Does the impartial administration of justice, the integrity of the U.S. Government, and the oath of all federal employees to support and defend the Constitution of the United States, require that private interests not be allowed to supplant the public interest?

Is it essential that federal Inspectors General, law enforcement, Congress, the Courts, and the press all hold U.S. Government departments, agencies and employees accountable to the U.S. Constitution, the law, their oaths and ethics pledges? 

Does “the press” have a right under the U.S. Constitution, and an ethical duty to their readership, listeners and viewers, to “seek truth and report it,” to hold Government, government employees and elected/appointed officials, publicly accountable to their public ethical commitments, oaths, and duties?

Is it legal, ethical or publicly defensible for one company, Google, to have several former employees or consultants enthroned in positions of influence that just happen to cover most all the parts of the U.S. Government that matter most to Google commercially?

Did all of these former senior Google employees, who apparently made most of their considerable wealth in Google stock, have to divest themselves of their Google stock, or put their portfolios in a blind trust as generally required under the government’s ethics rules, when they entered public service, given that there was no public mention of it when they were each appointed or announced?

NASA, USPTO, DOJ, FTC, FCC, and DOT/NHTSA

Are the experiences of six prominent departments or agencies -- NASA, USPTO, DOJ, FTC, FCC, and DOT/NHTSA – enough data to establish an organized pattern of private influence?

NASA: Is it just coincidence that Google’s billionaire executives are the only private citizens who enjoy the extraordinary personal, corporate, and private benefit of a having their personal/executive corporate jet fleet land, take-off, hanger, and refuel at a Federal Government facility, Moffett Federal Airfield, that just happens to be a few miles from Google’s Mountain View headquarters, under an extraordinarily favorable 60 year lease, with government subsidized jet fuel?

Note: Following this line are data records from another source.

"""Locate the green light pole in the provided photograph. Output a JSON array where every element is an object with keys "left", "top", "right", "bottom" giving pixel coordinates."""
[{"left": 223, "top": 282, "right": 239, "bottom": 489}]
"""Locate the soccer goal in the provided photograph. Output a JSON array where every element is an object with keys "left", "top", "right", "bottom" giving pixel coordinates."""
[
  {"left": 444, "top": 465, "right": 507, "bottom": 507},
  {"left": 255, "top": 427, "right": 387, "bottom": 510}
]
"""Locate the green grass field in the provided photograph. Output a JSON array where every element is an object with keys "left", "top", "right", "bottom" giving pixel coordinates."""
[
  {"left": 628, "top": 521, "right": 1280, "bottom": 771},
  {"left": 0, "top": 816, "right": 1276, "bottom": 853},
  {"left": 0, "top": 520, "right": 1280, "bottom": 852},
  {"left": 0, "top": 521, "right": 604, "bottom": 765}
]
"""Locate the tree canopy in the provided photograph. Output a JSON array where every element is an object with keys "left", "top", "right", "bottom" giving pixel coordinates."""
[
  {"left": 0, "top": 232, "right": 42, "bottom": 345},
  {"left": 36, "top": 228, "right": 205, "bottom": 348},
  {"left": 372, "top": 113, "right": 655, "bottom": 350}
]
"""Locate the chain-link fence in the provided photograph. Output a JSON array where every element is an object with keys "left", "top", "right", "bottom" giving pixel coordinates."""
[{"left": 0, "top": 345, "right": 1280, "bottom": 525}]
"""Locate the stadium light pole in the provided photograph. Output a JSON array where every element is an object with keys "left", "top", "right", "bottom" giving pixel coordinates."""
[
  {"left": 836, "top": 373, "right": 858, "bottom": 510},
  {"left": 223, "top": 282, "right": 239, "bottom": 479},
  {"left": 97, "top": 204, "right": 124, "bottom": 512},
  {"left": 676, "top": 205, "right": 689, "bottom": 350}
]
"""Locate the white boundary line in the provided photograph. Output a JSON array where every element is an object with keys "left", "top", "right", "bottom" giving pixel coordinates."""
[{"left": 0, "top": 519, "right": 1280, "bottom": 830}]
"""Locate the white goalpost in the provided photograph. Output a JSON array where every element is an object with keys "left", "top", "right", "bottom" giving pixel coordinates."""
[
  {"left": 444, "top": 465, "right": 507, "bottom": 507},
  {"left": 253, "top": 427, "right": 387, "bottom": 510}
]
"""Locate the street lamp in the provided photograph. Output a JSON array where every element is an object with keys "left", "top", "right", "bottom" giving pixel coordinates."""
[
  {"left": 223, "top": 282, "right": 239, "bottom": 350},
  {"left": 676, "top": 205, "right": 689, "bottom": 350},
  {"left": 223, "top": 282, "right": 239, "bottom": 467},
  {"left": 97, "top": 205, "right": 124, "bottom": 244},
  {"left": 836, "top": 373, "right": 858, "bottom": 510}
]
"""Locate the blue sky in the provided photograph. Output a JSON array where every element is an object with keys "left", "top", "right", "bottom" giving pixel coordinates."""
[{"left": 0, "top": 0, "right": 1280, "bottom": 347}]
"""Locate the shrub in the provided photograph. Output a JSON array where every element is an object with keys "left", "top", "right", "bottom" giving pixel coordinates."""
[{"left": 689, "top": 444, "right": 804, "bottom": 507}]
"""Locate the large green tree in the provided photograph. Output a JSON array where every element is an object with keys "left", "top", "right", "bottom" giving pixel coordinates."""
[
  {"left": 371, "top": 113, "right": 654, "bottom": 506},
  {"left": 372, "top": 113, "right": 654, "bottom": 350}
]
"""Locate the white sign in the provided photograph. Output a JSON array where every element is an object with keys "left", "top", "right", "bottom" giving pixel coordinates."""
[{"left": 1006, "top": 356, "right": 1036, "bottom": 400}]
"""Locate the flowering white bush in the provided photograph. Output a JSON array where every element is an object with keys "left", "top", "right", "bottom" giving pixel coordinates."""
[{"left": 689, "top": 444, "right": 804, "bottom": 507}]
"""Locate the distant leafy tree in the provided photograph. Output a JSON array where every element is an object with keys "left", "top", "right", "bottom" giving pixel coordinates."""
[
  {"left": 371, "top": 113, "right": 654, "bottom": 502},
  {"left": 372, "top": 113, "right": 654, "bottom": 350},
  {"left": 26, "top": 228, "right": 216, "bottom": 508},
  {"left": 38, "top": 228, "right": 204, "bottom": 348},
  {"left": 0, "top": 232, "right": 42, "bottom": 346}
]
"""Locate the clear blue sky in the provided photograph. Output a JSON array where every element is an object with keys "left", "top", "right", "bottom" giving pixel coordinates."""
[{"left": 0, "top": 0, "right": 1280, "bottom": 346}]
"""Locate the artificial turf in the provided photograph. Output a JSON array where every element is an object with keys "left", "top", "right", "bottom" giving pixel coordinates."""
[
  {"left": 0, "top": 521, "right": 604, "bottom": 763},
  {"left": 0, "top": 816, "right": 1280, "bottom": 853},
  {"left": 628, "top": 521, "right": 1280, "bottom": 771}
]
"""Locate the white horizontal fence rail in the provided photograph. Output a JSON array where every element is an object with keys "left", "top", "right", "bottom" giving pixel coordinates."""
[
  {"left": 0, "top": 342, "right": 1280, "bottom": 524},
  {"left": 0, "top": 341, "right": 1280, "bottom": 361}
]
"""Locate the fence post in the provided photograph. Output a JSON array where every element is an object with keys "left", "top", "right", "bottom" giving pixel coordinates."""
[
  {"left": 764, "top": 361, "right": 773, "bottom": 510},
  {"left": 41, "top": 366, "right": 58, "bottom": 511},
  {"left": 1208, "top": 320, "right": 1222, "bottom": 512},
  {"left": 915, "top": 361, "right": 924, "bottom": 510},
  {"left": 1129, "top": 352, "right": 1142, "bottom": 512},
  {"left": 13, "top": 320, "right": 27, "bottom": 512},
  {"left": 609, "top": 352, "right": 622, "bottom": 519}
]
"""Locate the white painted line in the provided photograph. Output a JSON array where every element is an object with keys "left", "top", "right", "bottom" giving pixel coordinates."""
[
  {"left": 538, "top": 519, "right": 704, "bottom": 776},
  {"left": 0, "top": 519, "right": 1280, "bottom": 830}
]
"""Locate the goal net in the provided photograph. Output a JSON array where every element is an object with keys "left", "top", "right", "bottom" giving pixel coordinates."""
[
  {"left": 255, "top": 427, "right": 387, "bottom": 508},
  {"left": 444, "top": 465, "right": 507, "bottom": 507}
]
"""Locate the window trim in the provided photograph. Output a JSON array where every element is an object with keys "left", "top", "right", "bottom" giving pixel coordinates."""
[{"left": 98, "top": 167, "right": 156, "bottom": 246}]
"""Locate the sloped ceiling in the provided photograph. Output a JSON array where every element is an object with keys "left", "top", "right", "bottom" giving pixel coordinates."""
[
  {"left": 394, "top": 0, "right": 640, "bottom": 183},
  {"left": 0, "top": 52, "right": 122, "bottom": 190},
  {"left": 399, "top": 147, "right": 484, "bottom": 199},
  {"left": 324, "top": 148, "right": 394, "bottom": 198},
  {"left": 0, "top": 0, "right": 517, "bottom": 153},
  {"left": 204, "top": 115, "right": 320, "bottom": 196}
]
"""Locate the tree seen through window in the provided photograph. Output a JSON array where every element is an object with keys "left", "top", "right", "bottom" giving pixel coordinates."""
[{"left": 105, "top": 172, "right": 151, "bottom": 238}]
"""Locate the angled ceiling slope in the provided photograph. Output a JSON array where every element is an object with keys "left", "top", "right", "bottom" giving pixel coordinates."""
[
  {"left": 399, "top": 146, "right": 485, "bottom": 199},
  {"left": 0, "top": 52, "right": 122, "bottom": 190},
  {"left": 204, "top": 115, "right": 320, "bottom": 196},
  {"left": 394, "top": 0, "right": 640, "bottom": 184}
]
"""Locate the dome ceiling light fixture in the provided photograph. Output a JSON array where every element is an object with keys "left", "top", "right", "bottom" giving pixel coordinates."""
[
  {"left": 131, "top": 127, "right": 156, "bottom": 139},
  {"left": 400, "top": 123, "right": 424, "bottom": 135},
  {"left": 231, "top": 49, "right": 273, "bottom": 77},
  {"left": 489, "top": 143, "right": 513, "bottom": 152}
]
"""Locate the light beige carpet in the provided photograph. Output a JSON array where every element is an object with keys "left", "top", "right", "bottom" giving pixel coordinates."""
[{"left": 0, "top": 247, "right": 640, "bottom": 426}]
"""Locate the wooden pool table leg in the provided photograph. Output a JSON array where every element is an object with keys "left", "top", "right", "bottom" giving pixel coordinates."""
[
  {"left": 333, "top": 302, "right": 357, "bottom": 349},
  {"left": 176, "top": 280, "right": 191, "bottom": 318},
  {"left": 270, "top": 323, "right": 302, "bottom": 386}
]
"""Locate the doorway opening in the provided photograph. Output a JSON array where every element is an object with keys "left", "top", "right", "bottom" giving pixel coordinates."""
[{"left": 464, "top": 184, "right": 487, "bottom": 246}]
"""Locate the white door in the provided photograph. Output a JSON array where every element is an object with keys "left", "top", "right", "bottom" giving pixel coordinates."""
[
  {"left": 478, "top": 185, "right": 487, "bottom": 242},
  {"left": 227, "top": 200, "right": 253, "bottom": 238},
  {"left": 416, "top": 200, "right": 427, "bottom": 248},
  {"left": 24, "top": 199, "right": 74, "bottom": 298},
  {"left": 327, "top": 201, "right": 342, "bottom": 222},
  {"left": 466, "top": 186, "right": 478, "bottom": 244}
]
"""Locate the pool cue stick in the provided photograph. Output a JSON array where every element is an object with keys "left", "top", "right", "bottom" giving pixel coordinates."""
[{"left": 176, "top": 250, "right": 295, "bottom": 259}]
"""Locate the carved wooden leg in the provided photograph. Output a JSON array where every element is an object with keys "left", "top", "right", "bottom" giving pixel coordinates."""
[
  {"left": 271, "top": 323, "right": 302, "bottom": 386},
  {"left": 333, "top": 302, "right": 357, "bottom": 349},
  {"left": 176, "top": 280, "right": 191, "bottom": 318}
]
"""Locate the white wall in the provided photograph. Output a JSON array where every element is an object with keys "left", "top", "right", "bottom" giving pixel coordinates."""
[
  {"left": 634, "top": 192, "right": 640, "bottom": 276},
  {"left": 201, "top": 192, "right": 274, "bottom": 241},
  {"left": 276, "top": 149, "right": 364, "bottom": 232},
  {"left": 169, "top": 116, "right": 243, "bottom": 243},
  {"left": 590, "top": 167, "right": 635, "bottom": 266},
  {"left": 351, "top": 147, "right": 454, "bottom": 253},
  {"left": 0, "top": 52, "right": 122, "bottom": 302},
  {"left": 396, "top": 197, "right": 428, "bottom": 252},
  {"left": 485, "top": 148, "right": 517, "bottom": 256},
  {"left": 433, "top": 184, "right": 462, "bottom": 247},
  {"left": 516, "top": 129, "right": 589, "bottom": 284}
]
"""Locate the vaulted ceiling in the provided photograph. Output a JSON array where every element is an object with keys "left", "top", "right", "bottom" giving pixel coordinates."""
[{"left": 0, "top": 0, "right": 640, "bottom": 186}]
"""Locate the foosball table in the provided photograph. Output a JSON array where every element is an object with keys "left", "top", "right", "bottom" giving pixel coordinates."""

Is it just coincidence that the Defense Department decided to locate its first and only innovation pilot office at Moffett Field with Google? Is it another coincidence that Google enjoyed an unfair commercial time-to-market advantage over its competitors in testing its drone delivery fleet, “Project Wing,” by piggybacking NASA’s Government-only, FAA-waiver-testing-authority, that clearly prohibits waivers for commercial operations like Google’s?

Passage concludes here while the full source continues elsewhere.